Talk:Splay tree

Someone please do a pseudocode implementation of splay on the main page. (I removed the note suggesting that, since such notes should be confined to the talk pages.) 68.100.96.143

I've been trying to work out a way to balance a splay tree since I saw this article's claim that splay trees are "self-balancing" and support O(log N) "amortized time" insertions and deletions. I have found multiple splay trees that cannot be balanced and also keep the order defined by splaying. I'm changing the "amortized time" for now, but I would like to chat with someone about the idea that a splay tree can self-balance, just in case I'm crazy. Tjdw 14:16, 15 Jan 2004 (UTC)

I believe splay trees (at least above a certain size) will be (roughly) balanced (meaning their height will be in O(log n)), or at least cannot stay unbalanced once nodes in unbalanced parts of the tree are accessed. I have not checked for myself, but Sleator and Tarjan state in their original article that the height of nodes on the access path to a node being accessed get approximately halfed. If splay trees could be and stay unbalanced, the given worst-case access time could hardly hold. As many internet sources claim this too, I reintroduced it to the article (otherwise the last paragraph would in my eyes not be correct).DrZ 23:11, 14 May 2004 (UTC)[reply]
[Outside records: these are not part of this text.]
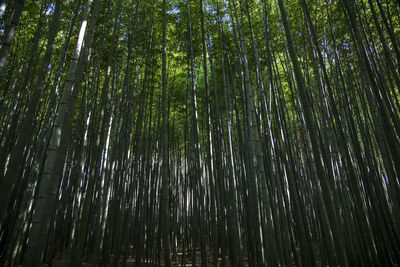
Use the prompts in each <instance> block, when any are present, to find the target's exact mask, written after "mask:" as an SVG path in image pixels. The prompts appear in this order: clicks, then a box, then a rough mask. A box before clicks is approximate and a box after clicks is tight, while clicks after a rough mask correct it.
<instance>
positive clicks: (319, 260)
mask: <svg viewBox="0 0 400 267" xmlns="http://www.w3.org/2000/svg"><path fill="white" fill-rule="evenodd" d="M313 254H314V257H315V258H314V259H315V263H316V266H322V261H321V255H320V248H319V246H318V244H317V243H316V242H313ZM297 255H298V256H299V255H300V252H299V251H297ZM155 258H156V257H155ZM159 258H160V259H161V262H157V261H147V262H141V263H140V264H139V266H143V267H156V266H157V267H159V266H165V264H164V263H163V255H162V253H161V255H160V256H159ZM212 260H213V259H212V254H211V253H210V252H209V253H207V266H210V267H211V266H213V264H212ZM110 261H111V262H112V255H111V257H110ZM298 261H299V262H300V261H301V259H300V258H299V259H298ZM171 262H172V266H173V267H192V266H193V264H192V257H191V256H190V255H188V254H186V253H185V255H183V253H182V251H178V252H177V253H176V256H175V257H173V258H172V260H171ZM224 262H225V263H223V262H222V258H219V259H218V266H225V267H230V266H231V263H230V259H229V257H225V261H224ZM118 265H119V266H126V267H134V266H137V265H136V260H135V258H132V257H129V258H128V259H127V261H126V264H124V263H123V261H122V257H121V258H120V262H119V264H118ZM293 265H295V263H293ZM47 266H48V265H47V264H46V265H43V267H47ZM51 266H52V267H67V266H68V259H65V258H62V259H53V261H52V265H51ZM82 266H85V267H92V266H93V267H94V265H92V264H91V263H88V262H86V263H84V264H82ZM104 266H106V265H104ZM109 266H112V263H111V264H109ZM195 266H201V253H200V250H197V251H196V264H195ZM242 266H243V267H248V266H249V264H248V260H247V258H245V259H244V262H243V263H242Z"/></svg>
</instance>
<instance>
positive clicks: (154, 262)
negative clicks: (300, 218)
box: [43, 250, 248, 267]
mask: <svg viewBox="0 0 400 267" xmlns="http://www.w3.org/2000/svg"><path fill="white" fill-rule="evenodd" d="M160 258H162V257H160ZM111 261H112V260H111ZM171 262H172V266H174V267H192V266H193V264H192V261H191V257H190V255H187V254H186V255H185V257H184V259H183V253H182V252H178V253H177V256H176V257H173V259H172V261H171ZM207 262H208V263H207V266H210V267H211V266H213V265H212V255H211V254H210V253H209V254H208V255H207ZM218 262H219V266H226V267H230V266H231V264H230V260H229V257H226V258H225V265H223V264H222V259H221V258H219V259H218ZM111 265H112V264H110V266H111ZM47 266H48V265H47V264H46V265H43V267H47ZM51 266H52V267H67V266H68V260H67V259H53V261H52V265H51ZM82 266H85V267H91V266H93V265H92V264H91V263H84V264H82ZM119 266H126V267H134V266H137V265H136V261H135V258H131V257H129V258H128V259H127V261H126V265H124V264H123V262H122V257H121V260H120V263H119ZM139 266H143V267H156V266H165V264H164V263H163V262H161V263H156V262H142V263H141V264H140V265H139ZM195 266H201V253H200V250H198V251H197V252H196V264H195ZM247 266H248V263H247V262H246V261H245V263H244V265H243V267H247Z"/></svg>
Actually, splay trees are not necessarily self-balancing, they are only stochastically self-balancing. That is why you get O(log n) amortized time - a single access can take n comparisons, just as with a plain binary search tree. It will, however, also somewhat rebalance the tree. Moreover, the insertations that debalance the tree are very cheap, so that in sum you get excellent behaviour. --Stephan Schulz 13:57, 26 May 2005 (UTC)[reply]
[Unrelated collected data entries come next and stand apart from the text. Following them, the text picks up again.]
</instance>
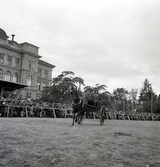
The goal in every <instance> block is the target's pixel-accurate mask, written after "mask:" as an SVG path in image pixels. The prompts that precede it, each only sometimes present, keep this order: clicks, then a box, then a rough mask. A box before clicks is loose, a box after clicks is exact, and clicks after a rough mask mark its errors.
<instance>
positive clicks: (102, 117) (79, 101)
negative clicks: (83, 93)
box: [71, 90, 106, 126]
mask: <svg viewBox="0 0 160 167" xmlns="http://www.w3.org/2000/svg"><path fill="white" fill-rule="evenodd" d="M71 95H72V99H73V100H72V101H73V103H72V108H73V122H72V125H74V122H77V123H78V124H81V123H82V121H83V119H84V115H85V113H86V114H87V113H89V112H93V113H94V114H96V115H98V117H99V119H100V125H101V126H102V125H103V124H104V120H105V112H106V111H105V110H106V108H105V106H104V105H101V104H100V98H99V95H98V94H97V93H95V94H94V95H93V98H88V97H83V96H80V93H79V91H78V90H73V91H72V92H71Z"/></svg>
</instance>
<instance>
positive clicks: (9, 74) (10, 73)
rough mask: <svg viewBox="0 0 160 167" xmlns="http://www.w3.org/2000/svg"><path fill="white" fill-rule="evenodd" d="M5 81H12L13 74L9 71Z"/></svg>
mask: <svg viewBox="0 0 160 167" xmlns="http://www.w3.org/2000/svg"><path fill="white" fill-rule="evenodd" d="M5 80H6V81H10V80H11V73H10V72H9V71H7V72H6V75H5Z"/></svg>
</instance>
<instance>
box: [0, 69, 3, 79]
mask: <svg viewBox="0 0 160 167" xmlns="http://www.w3.org/2000/svg"><path fill="white" fill-rule="evenodd" d="M2 79H3V71H2V70H0V80H2Z"/></svg>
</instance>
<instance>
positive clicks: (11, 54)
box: [0, 28, 55, 99]
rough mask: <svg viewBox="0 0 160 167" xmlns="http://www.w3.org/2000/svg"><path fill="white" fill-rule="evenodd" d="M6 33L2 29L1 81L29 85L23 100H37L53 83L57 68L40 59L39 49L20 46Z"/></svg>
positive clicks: (50, 64)
mask: <svg viewBox="0 0 160 167" xmlns="http://www.w3.org/2000/svg"><path fill="white" fill-rule="evenodd" d="M8 38H9V37H8V36H7V34H6V32H5V31H4V30H3V29H1V28H0V80H4V81H8V82H13V83H17V84H24V85H27V87H25V88H24V89H23V90H22V91H21V95H22V97H23V98H27V97H30V98H34V99H35V98H37V97H39V96H40V91H41V90H42V89H43V87H44V86H49V85H50V83H51V81H52V70H53V68H54V67H55V66H54V65H52V64H49V63H47V62H45V61H43V60H41V59H40V58H41V57H42V56H40V55H39V54H38V50H39V47H37V46H35V45H32V44H30V43H27V42H24V43H21V44H18V43H17V42H16V41H14V35H12V39H11V40H8Z"/></svg>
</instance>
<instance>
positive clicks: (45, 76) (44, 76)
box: [44, 71, 48, 79]
mask: <svg viewBox="0 0 160 167" xmlns="http://www.w3.org/2000/svg"><path fill="white" fill-rule="evenodd" d="M44 78H46V79H47V78H48V71H44Z"/></svg>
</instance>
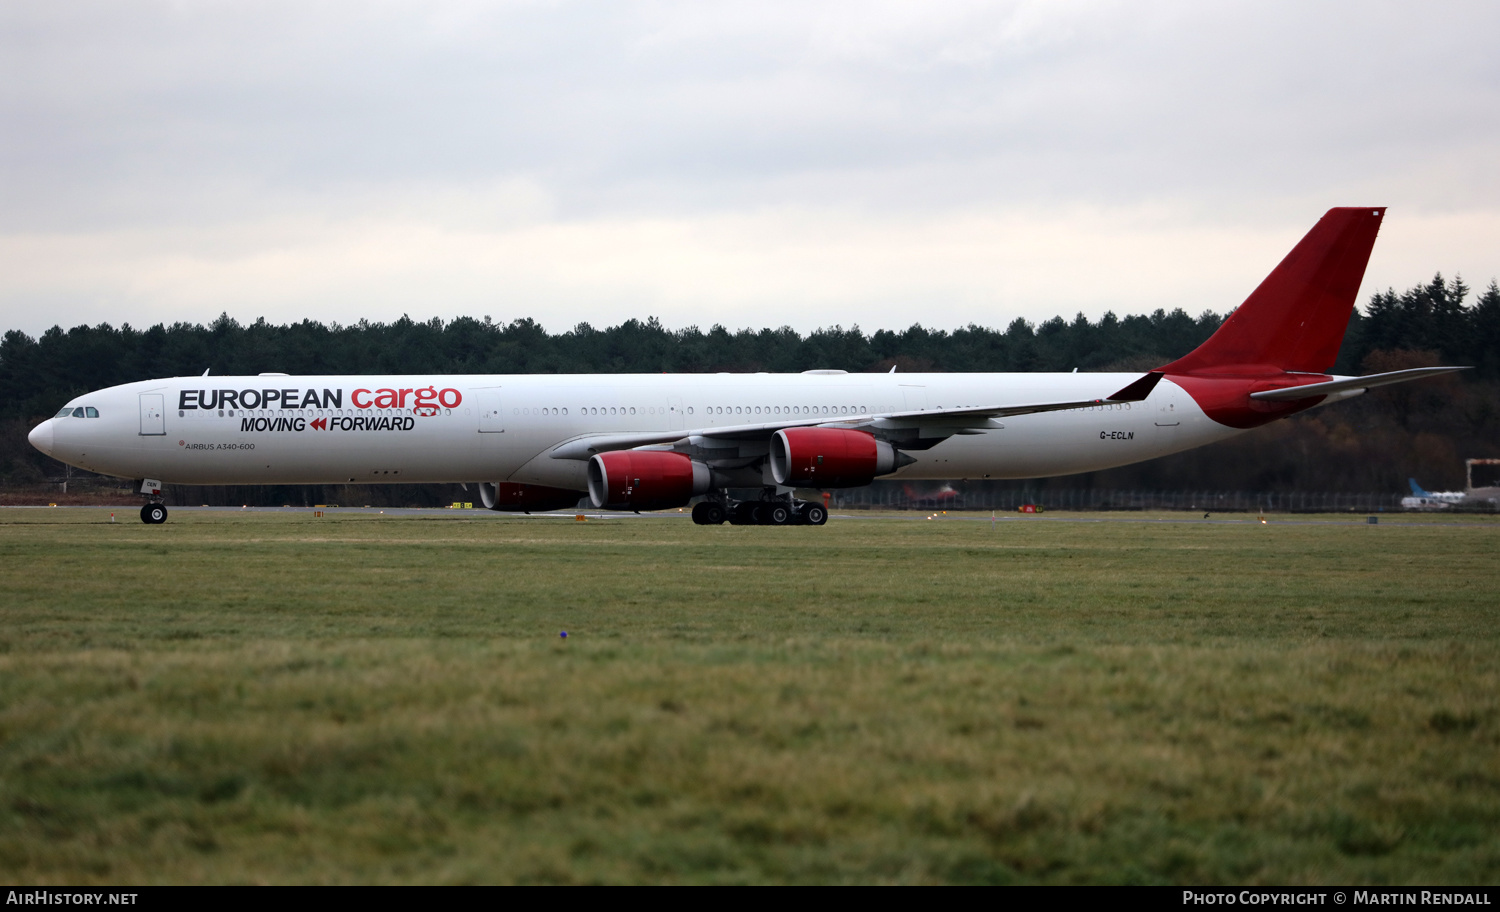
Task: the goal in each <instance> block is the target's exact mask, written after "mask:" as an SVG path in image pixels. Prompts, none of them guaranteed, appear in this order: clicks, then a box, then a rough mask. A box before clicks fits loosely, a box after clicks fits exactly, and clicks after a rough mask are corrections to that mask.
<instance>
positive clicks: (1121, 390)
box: [1110, 371, 1163, 402]
mask: <svg viewBox="0 0 1500 912" xmlns="http://www.w3.org/2000/svg"><path fill="white" fill-rule="evenodd" d="M1161 377H1163V374H1161V371H1152V372H1151V374H1148V375H1146V377H1142V378H1140V380H1137V381H1136V383H1133V384H1130V386H1128V387H1125V389H1124V390H1121V392H1119V393H1115V395H1113V396H1110V402H1142V401H1143V399H1146V396H1151V392H1152V390H1155V389H1157V384H1158V383H1161Z"/></svg>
Should note that the complexity approximates O(M) where M is the working set of nodes, and is therefore appropriate to use when the working set is significantly smaller than the full set. Should also note that both reading (find) and writing (insert/delete) are about equally expensive, so it may behave poorly compared to other self-balancing trees (that only modify the tree in update) when updates are rare.

Complexity should be O(log M), unless I misuderstand what you are saying. --Stephan Schulz 13:57, 26 May 2005 (UTC)[reply]

Although the working set theorem says splays have a near O(1) access time for those items in the working set (given working set is small relative to the number of total nodes and constant), in practice randomly constructed BSTs have been shown to outperform splays even when the access pattern is heavily skewed (see, for example, Bell and Gupta). Also of note is that splay trees have better cache performance than BSTs under certain settings. Finally, we should discuss different splalying variants. Top Down vs. Bottom up. The "simple" top-down splaying variant (explained by Sleator and Tarjan) as implemented by Weiss (Data structures in C) is fast in practice (as compared to other variants).

I should probably write up pseudocode (or other more detailed explanation of the algorithm), given that I have both implemented it and documented it before. Bovlb 07:56, 2004 Mar 5 (UTC)

Diagrams of Splaying would be helpful.

I would like to know what literature/research support the claim that "randomly rebalancing the tree can avoid this unbalancing effect and give similar performance to the other self-balancing algorithms"? I didn't manage to verify that, though I tried.